|
Abstract:
Two essays explore problems in which delay modeling is important. I develop Edgeworth expansions for total delays assumed to be sums of exponentially distributed random variables. These constituents of total delay may be non-identically-distributed and correlated. I apply the expansions to two problems: total delay in a data path and mean time to deletion from a financial index. For both problems, my expansions more accurately characterize the distribution of the sum/average than typical normal-based Edgeworth expansions. I then examine the problem of classifying stock trades as buyer- or seller-initiated. I propose estimated quotes for midpoint and bid/ask tests and a modeling approach to classification. Prevailing quotes are estimated using approximations to quote delay distributions; the approximations are based on expansions developed in the first essay.
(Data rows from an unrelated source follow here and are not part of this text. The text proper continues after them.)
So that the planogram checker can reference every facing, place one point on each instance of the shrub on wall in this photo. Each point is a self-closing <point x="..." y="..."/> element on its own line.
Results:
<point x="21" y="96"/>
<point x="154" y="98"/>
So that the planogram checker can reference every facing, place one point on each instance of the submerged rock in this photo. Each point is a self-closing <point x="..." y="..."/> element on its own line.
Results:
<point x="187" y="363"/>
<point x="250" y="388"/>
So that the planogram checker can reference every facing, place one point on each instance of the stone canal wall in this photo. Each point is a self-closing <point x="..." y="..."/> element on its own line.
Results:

Classification is done by a generalized linear model which includes improved versions of midpoint, tick, and bid/ask tests. The model also considers the strengths of these tests, can account for market microstructure peculiarities, and allows for autocorrelations and cross-correlations in trade direction. The correlation modeling corrects for pseudoreplication, yielding more accurate standard errors and fixed effect estimates. Further, the model estimates probabilities of correct classification. The model is compared to various trade classification methods using a sample of 2,836 domestic US stocks from an unexplored, recent, and readily-available dataset. Out of sample, modeled classifications are 1-2% more accurate overall than current methods; this improvement is consistent across dates, sectors, and locations relative to the inside quote. For Nasdaq and NYSE stocks, 1% and 1.3% of the improvement comes from using relative strengths of the various tests; 0.9% and 0.7% of the improvement, respectively, comes from using some form of estimated quotes. For AMEX stocks, a 0.4% improvement is attributed to using a lagged version of the bid/ask test. I also find indications of short- and ultra-short-term alpha. Finally, my work hints at reviving and extending a subset of nearly-forgotten time series models. Randomly-delayed autoregressive (RaDAR) models form a subclass of distributed lag models.
|